標準的なRSM80mmは最短撮影距離が3mのため、50cmの接写はできません。地上用レンズを変換しても最短70cmで届かず、この距離帯はマシンビジョン領域の構成になります。
回答
最短撮影距離
| レンズ構成 | 最短撮影距離 |
|---|---|
| RSM80mm(iXMに標準的に使われる構成) | 3m |
| 地上用レンズを変換して使用 | 70cm |
いずれも撮影距離50cmのレンジには入りません。
撮影範囲の目安
撮影距離50cmで幅2mを画角に収めることも、80mmレンズでは困難です。計算値では撮影範囲は29×22cmとなるため、要求どおりの撮影幅を得るにはかなりの広角レンズが必要になります。
近距離撮影を行う場合の構成
この距離帯はマシンビジョンの領域になります。メーカー製のマシンビジョン用M72mmレンズアダプターを介して、マシンビジョン用メーカーのラージセンサー用レンズを使う構成が考えられます。
この構成では収差補正データがないため、Capture Oneでの歪曲収差補正は行えなくなります。レンズ自体の性能でどこまでカバーできるかは、レンズメーカーを含めた協議が必要です。
うまくいかない場合の切り分け
| 症状 | 確認すること | 結果と次の手 |
|---|---|---|
| 近づけるとピントが合わない | 使用レンズの最短撮影距離 | RSM80mmは3m、地上用レンズ変換でも70cm。撮影距離を伸ばすか構成を変更する |
| 必要な撮影幅が画角に入らない | 撮影距離と焦点距離から算出した撮影範囲 | 50cm・80mmでは29×22cm。要求幅に対して焦点距離が長すぎるため広角側の構成を検討する |
| マシンビジョン用レンズにしたら歪みが取れない | そのレンズの収差補正データが存在するか | 補正データがない構成ではCapture Oneでの歪曲収差補正は不可。
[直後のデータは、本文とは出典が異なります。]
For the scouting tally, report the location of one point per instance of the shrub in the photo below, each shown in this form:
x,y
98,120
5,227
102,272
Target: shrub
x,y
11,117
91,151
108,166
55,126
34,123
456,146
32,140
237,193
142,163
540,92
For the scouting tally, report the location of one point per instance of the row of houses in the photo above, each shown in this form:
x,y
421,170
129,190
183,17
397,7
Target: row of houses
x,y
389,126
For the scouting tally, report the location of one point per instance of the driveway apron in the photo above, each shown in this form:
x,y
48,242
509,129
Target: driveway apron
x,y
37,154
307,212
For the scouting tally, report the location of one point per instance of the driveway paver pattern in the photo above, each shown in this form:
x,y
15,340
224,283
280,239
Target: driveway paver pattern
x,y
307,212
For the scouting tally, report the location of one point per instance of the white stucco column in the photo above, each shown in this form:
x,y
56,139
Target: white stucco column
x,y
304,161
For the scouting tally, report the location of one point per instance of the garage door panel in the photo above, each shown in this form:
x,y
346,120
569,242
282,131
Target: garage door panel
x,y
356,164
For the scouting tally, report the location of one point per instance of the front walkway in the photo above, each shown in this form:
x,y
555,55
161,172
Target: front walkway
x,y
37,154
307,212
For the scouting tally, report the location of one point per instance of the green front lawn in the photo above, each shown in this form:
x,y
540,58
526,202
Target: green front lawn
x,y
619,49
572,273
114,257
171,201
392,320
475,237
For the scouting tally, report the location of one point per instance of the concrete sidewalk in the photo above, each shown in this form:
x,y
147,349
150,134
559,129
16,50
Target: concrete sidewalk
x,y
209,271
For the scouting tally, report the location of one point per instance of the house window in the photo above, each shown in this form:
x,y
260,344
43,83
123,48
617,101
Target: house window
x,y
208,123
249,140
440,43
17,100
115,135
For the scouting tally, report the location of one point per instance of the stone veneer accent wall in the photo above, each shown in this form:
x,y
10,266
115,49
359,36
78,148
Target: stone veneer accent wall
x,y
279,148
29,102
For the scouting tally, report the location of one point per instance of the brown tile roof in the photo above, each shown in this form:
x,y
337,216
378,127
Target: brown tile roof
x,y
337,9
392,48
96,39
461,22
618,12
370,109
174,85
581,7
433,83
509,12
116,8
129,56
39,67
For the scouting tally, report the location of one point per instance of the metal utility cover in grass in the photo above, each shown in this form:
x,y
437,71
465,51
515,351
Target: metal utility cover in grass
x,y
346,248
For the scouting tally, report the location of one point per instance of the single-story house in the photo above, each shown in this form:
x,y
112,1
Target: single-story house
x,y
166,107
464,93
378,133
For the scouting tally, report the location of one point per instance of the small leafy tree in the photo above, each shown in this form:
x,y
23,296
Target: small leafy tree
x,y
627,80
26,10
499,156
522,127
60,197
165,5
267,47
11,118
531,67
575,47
レンズ性能でのカバー範囲をレンズメーカーと調整する |
前提条件・注意事項
- 撮影距離50cm・撮影幅2mという前提条件に対する回答です。レンズ・アダプター・センサー構成が変われば最短撮影距離と撮影範囲も変わるため、実構成での再確認が必要です。
- 要求分解能に応じたレンズ選定は、レンズメーカーを含めた確認が必要になります。